The shoe dropped when she left a friend with a $70,000 hotel tab

One of the major tipping points in the Sorokin saga was after a luxury trip to Morocco. As described in a personal essay for Vanity Fair, Rachel Deloache Williams, who worked as a photographer for the magazine, said that Anna had treated her to a holiday trip to Marrakech along with two other friends.

Though the trip had begun happily, it took a turn when the hotel realized Anna's credit card did not work — just like at 11 Howard. The hotel demanded a card, and Rachel was forced to give her own to avoid a serious issue. Anna promised to cover all expenses, but this was just another lie.

"I suddenly understood that she intended to leave the hotel charges on my account, to add that amount to the total she owed me from expenses outside the hotel. The balance was more money than I net annually," Rachel wrote. Rachel soon learned that Anna either owed a lot of people money or had paid back friends only after being threatened with legal action. This sparked Rachel to go to the police.

"I e-mailed the New York County District Attorney's Office, linking to an article about Anna: 'I think this girl is a con artist,' I wrote. An hour later, my cell phone rang," Rachel confessed. "I picked up the phone as I stepped away from my desk. 'We think you're right,' a voice said."

Anna doesn't seem to regret her actions

Though Anna was arrested in 2017 and sentenced to four years in prison, it doesn't seem as if she truly regrets her actions. In fact, she has complained to reporters that the media has only focused on her larceny instead of the "the hundred things I did right" (via The Cut).

Moreover, she was frustrated by what she saw as the press's misrepresentation of her personality.

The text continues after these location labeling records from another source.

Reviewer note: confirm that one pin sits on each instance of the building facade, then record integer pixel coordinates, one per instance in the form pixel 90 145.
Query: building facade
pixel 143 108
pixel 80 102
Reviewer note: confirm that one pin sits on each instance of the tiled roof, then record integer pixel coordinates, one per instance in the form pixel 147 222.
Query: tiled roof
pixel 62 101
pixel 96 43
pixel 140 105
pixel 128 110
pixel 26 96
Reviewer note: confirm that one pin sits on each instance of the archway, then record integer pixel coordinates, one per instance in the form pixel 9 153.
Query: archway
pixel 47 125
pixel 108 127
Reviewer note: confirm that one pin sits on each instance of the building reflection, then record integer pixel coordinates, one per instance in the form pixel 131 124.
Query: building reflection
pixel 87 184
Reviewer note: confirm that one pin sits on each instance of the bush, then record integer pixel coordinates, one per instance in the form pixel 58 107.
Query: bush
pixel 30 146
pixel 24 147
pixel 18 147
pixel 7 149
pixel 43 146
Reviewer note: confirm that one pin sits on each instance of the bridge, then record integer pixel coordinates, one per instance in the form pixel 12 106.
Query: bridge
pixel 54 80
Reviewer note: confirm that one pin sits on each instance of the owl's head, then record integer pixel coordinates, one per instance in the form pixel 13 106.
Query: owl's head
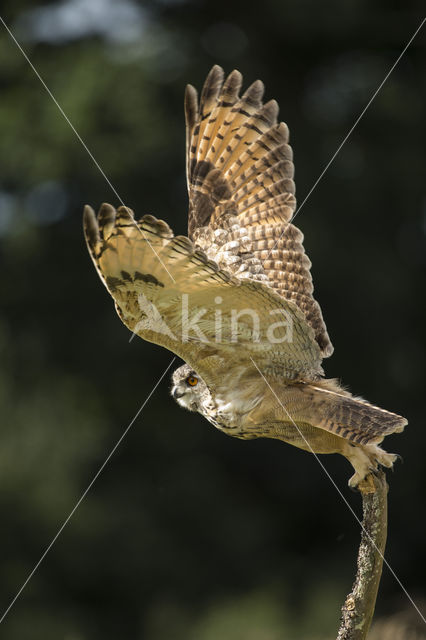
pixel 189 390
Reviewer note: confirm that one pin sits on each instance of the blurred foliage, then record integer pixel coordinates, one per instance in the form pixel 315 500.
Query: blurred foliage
pixel 188 534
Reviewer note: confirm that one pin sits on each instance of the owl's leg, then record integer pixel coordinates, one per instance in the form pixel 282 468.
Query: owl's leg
pixel 365 458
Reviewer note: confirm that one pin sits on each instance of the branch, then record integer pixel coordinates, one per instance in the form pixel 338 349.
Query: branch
pixel 358 608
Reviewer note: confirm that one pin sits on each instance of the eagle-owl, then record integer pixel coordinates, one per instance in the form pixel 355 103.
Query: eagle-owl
pixel 234 299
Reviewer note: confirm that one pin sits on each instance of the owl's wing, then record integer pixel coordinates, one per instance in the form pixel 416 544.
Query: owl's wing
pixel 168 292
pixel 241 191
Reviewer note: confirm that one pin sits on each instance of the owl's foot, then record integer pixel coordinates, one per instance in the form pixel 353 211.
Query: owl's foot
pixel 365 460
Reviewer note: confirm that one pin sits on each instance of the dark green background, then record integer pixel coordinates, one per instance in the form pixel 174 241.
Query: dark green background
pixel 187 533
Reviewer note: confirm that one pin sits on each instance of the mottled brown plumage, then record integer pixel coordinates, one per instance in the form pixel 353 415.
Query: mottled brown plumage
pixel 256 347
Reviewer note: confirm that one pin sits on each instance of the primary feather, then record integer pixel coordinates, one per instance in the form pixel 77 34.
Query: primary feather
pixel 259 337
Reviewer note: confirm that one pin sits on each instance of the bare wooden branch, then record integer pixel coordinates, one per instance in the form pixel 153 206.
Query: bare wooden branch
pixel 358 608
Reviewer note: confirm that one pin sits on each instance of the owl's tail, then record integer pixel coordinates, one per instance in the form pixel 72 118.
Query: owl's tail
pixel 351 417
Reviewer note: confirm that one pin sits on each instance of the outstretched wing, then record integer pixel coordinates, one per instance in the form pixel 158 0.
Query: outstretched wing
pixel 241 191
pixel 168 292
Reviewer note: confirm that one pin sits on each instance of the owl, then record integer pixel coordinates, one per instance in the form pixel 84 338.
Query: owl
pixel 234 299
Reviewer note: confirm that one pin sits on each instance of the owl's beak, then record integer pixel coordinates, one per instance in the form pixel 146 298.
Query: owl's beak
pixel 177 393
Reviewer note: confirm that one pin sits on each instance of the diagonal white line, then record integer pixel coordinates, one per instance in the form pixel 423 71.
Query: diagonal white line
pixel 86 491
pixel 342 496
pixel 98 166
pixel 345 139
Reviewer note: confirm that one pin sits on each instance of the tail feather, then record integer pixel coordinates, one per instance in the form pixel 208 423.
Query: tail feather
pixel 350 417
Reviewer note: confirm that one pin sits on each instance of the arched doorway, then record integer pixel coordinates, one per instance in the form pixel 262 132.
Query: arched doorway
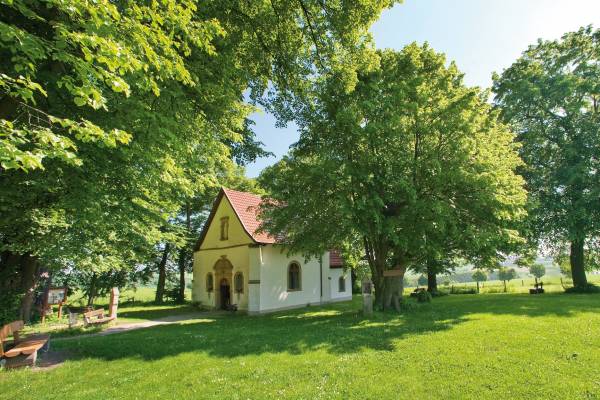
pixel 223 277
pixel 225 294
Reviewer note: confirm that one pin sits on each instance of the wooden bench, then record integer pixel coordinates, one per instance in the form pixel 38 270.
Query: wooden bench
pixel 21 351
pixel 96 317
pixel 538 288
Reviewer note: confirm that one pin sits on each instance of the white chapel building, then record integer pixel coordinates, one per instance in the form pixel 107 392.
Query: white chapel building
pixel 235 265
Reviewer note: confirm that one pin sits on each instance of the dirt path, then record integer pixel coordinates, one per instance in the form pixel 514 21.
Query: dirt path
pixel 54 358
pixel 174 319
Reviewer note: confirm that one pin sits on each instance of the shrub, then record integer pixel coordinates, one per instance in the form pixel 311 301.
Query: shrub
pixel 589 288
pixel 424 297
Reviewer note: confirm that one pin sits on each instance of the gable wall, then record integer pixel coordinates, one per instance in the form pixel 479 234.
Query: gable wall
pixel 237 234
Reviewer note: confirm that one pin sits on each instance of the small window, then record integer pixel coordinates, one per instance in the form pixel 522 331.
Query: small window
pixel 342 284
pixel 294 277
pixel 209 282
pixel 224 228
pixel 238 282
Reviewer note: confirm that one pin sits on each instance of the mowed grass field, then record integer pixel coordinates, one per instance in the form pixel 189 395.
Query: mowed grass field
pixel 492 346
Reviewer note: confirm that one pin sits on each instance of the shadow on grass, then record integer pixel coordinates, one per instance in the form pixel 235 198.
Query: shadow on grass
pixel 152 311
pixel 339 328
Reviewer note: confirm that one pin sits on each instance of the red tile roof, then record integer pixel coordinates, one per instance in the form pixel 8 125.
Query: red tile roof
pixel 246 206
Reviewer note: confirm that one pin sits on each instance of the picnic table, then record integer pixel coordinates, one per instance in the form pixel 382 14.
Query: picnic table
pixel 538 288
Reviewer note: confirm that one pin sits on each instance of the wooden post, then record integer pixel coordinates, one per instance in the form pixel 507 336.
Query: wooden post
pixel 114 302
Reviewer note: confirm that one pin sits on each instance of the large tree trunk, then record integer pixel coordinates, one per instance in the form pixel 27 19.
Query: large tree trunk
pixel 577 264
pixel 92 289
pixel 181 265
pixel 394 286
pixel 162 275
pixel 431 281
pixel 29 272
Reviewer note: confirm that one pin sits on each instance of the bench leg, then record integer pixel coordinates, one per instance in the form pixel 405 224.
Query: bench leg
pixel 22 361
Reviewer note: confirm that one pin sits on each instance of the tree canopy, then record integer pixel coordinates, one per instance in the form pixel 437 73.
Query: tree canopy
pixel 551 98
pixel 115 115
pixel 409 165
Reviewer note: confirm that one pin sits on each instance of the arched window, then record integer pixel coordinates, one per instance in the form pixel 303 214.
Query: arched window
pixel 238 282
pixel 225 228
pixel 209 282
pixel 294 277
pixel 342 284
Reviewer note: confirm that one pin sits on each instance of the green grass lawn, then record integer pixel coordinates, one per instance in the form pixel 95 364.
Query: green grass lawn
pixel 135 306
pixel 464 346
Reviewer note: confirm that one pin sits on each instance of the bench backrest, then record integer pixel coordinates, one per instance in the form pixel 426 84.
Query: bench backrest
pixel 8 330
pixel 96 313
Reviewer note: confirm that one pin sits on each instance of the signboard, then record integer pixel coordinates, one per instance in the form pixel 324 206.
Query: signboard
pixel 393 272
pixel 56 296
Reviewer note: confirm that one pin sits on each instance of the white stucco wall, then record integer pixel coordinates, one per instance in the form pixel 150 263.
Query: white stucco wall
pixel 335 274
pixel 273 281
pixel 204 262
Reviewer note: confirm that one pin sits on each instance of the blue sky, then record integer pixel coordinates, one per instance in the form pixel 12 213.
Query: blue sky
pixel 481 36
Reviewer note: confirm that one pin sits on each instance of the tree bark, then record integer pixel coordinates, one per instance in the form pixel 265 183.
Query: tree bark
pixel 577 264
pixel 181 264
pixel 431 281
pixel 29 267
pixel 92 290
pixel 162 275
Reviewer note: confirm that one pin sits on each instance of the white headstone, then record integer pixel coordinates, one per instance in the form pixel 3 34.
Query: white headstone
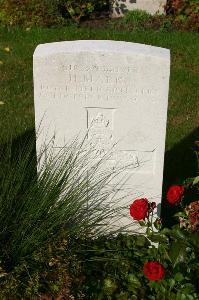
pixel 117 90
pixel 119 7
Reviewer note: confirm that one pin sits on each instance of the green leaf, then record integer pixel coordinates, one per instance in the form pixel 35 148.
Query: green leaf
pixel 177 252
pixel 158 238
pixel 196 180
pixel 178 277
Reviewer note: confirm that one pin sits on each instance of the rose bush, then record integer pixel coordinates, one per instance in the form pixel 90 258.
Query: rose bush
pixel 174 194
pixel 139 209
pixel 154 271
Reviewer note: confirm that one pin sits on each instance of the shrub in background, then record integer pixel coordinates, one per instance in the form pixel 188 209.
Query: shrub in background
pixel 186 11
pixel 30 12
pixel 79 9
pixel 48 13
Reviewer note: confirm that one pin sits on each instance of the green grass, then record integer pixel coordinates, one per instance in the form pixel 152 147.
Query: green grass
pixel 16 85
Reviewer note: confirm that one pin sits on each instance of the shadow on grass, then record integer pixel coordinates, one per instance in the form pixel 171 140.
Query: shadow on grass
pixel 180 163
pixel 13 152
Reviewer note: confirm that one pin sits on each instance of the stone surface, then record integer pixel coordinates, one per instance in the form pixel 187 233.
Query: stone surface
pixel 119 7
pixel 116 90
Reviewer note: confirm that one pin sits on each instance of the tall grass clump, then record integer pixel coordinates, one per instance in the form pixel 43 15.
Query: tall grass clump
pixel 68 193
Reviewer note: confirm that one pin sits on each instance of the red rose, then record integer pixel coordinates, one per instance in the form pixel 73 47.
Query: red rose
pixel 175 194
pixel 139 209
pixel 154 271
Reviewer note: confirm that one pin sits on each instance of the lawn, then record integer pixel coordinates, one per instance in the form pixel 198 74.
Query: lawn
pixel 16 92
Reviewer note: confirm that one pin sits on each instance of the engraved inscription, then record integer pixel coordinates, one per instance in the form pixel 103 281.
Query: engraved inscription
pixel 92 82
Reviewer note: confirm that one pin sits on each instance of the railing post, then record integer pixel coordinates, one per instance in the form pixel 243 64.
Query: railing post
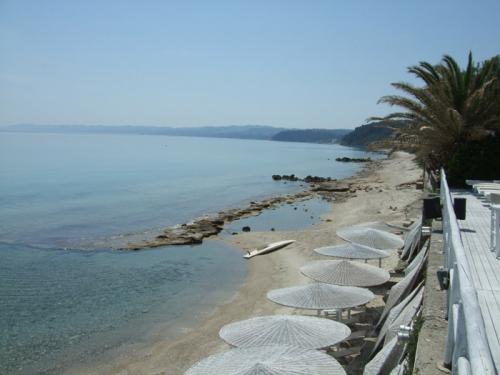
pixel 496 209
pixel 467 350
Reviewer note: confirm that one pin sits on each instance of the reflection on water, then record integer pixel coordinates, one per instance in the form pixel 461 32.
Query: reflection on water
pixel 59 306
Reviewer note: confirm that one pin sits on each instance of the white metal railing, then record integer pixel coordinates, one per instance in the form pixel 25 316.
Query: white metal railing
pixel 467 349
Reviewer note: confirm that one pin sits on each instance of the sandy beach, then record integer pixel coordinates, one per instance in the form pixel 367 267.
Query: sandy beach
pixel 385 191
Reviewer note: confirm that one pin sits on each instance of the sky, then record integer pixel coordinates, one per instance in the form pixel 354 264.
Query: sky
pixel 287 63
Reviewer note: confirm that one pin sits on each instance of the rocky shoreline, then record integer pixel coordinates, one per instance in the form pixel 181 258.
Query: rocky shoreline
pixel 196 231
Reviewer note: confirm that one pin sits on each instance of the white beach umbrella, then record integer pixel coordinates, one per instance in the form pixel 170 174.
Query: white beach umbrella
pixel 352 251
pixel 345 272
pixel 320 296
pixel 293 330
pixel 371 237
pixel 268 360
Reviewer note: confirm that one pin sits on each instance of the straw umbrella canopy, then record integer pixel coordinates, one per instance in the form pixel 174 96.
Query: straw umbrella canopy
pixel 352 251
pixel 320 296
pixel 345 272
pixel 371 237
pixel 300 331
pixel 268 360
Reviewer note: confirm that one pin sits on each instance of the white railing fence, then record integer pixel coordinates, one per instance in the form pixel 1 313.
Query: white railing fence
pixel 467 350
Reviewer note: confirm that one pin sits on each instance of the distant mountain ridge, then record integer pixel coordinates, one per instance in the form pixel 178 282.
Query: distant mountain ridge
pixel 377 131
pixel 232 131
pixel 311 135
pixel 362 136
pixel 259 132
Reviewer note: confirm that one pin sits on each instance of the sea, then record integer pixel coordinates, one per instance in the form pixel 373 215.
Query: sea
pixel 68 295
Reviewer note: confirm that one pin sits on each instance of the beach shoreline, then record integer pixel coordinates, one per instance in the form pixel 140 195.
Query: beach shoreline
pixel 386 190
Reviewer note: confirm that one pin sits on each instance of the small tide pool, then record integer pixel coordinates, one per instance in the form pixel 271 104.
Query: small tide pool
pixel 288 216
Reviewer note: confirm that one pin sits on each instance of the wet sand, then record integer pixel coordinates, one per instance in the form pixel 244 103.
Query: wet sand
pixel 385 191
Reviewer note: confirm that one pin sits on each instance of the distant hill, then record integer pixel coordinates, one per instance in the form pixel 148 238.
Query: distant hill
pixel 364 135
pixel 242 132
pixel 311 135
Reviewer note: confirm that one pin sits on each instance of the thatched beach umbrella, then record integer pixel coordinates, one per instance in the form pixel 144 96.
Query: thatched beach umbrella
pixel 320 296
pixel 345 272
pixel 268 360
pixel 300 331
pixel 353 251
pixel 371 237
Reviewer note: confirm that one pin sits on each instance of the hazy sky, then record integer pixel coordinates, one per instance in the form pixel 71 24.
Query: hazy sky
pixel 188 63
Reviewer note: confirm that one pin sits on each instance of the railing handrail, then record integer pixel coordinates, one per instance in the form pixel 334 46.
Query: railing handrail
pixel 476 348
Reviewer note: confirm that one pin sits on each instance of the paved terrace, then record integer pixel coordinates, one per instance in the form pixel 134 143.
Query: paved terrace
pixel 483 265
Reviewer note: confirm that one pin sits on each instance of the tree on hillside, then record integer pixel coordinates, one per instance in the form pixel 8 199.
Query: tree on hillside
pixel 454 118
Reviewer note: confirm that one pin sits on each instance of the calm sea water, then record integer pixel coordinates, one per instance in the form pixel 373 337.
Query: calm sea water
pixel 80 192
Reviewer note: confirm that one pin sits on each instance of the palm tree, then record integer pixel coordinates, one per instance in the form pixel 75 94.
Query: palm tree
pixel 452 108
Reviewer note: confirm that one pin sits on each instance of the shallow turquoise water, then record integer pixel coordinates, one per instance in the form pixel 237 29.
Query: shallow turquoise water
pixel 63 307
pixel 60 194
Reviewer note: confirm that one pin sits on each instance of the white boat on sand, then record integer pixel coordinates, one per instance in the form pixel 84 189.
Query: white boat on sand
pixel 269 248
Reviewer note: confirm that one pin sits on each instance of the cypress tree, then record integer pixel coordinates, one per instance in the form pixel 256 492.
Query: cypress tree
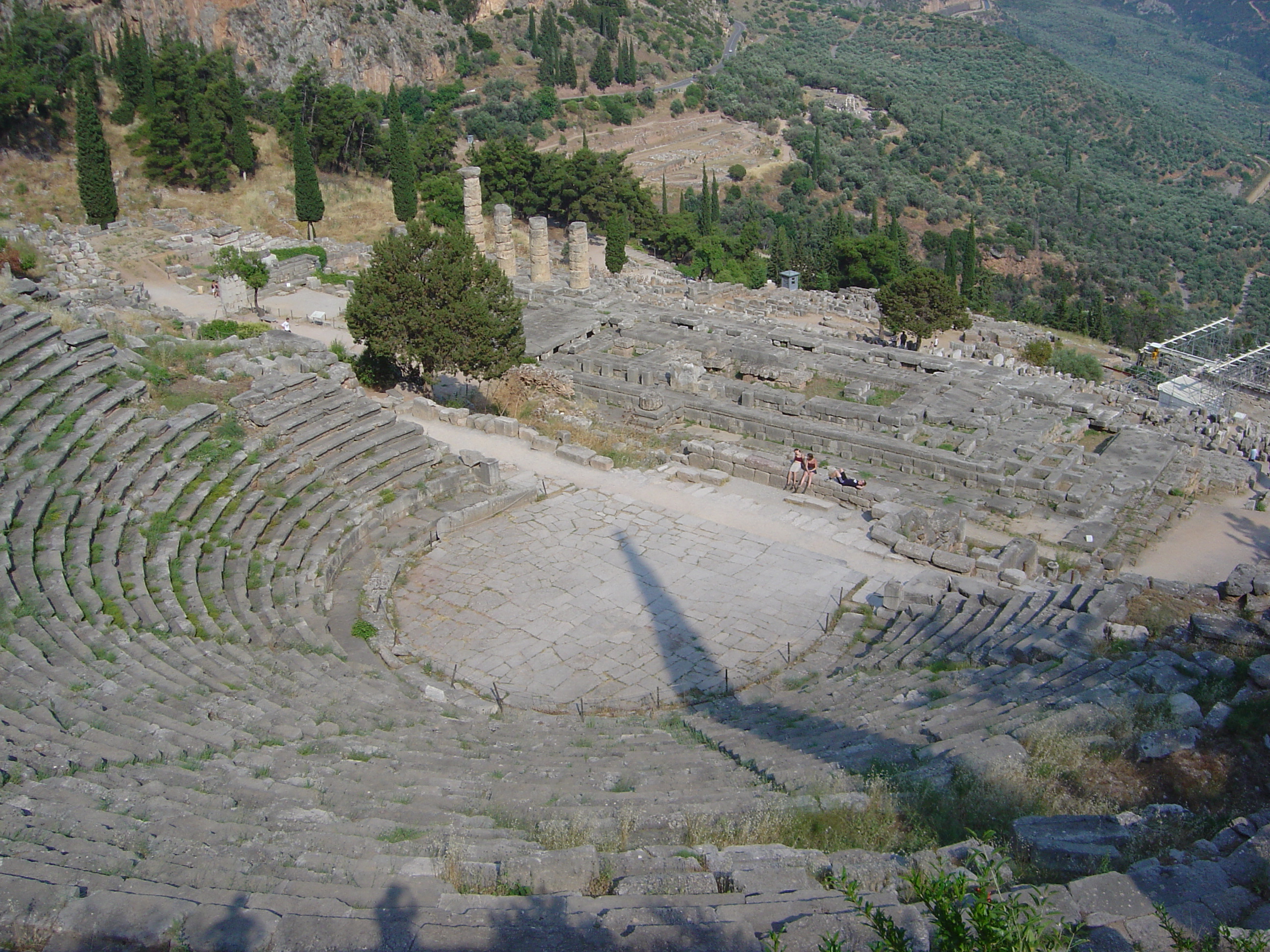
pixel 951 261
pixel 567 69
pixel 243 151
pixel 704 216
pixel 782 253
pixel 618 233
pixel 969 261
pixel 142 51
pixel 548 69
pixel 602 69
pixel 164 160
pixel 93 163
pixel 207 160
pixel 309 206
pixel 406 197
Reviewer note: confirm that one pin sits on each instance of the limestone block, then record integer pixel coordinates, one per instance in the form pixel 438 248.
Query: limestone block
pixel 213 928
pixel 1217 716
pixel 1239 583
pixel 474 222
pixel 667 884
pixel 580 257
pixel 1112 893
pixel 1227 629
pixel 554 871
pixel 913 550
pixel 574 453
pixel 505 249
pixel 1071 844
pixel 1260 672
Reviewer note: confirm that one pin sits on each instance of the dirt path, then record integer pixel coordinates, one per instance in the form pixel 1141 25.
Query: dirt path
pixel 1211 544
pixel 773 522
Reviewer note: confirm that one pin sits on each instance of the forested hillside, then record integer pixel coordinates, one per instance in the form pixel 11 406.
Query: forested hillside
pixel 1160 57
pixel 1131 193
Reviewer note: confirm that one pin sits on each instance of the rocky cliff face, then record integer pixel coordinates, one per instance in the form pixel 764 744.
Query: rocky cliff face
pixel 351 41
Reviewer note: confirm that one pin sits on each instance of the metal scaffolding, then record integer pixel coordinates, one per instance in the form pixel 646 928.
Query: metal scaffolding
pixel 1249 371
pixel 1197 348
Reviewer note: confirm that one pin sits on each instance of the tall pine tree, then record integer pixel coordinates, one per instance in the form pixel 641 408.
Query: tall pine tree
pixel 309 206
pixel 567 69
pixel 969 261
pixel 243 151
pixel 618 233
pixel 207 160
pixel 705 217
pixel 406 197
pixel 951 261
pixel 93 163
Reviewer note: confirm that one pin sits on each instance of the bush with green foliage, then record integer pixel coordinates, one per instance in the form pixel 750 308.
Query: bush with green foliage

For example, she hated the fact that The New York Post called her a "wannabe-socialite," insisting that she never specifically wanted to be a socialite but simply hosted networking dinners. In addition, she maintained that she was working to build a space for artists and wasn't solely focused on scamming victims from money.

"If I really wanted the money, I would have better and faster ways to get some," she said. "Resilience is hard to come by, but not capital." Upon her recent release from jail in February 2021, she appeared to mock her prison sentence in an Instagram post. "Prison is so exhausting, you wouldn't know," she captioned a photo where she wore sunglasses while relaxing on a plush bed.

Anna is now profiting off of her scams

The final twist in Sorokin saga is that Anna now appears to be profiting off of her crimes. According to the BBC, Anna was paid $320,000 by streaming giant Netflix for the rights to her story for a new mini-series. The project is considered prestigious enough to be placed under the helm of Shonda Rhimes, the show-runner behind mega-hits such as "Grey's Anatomy," "Scandal," and "Bridgerton," per a different BBC piece. 

That said, Anna was not able to keep all the money — and the government seized around $170,000 in order to pay off her debts. However, she allegedly has been able to keep the remainder, per the BBC.

It looks like the fake heiress will be using some of those earnings to cover her legal expenses, and her attorney has said that he is working on an appeal. He also noted that it is likely she will soon be deported back to Germany. Other than that, the future of a post-prison Anna Sorokin remains a mystery.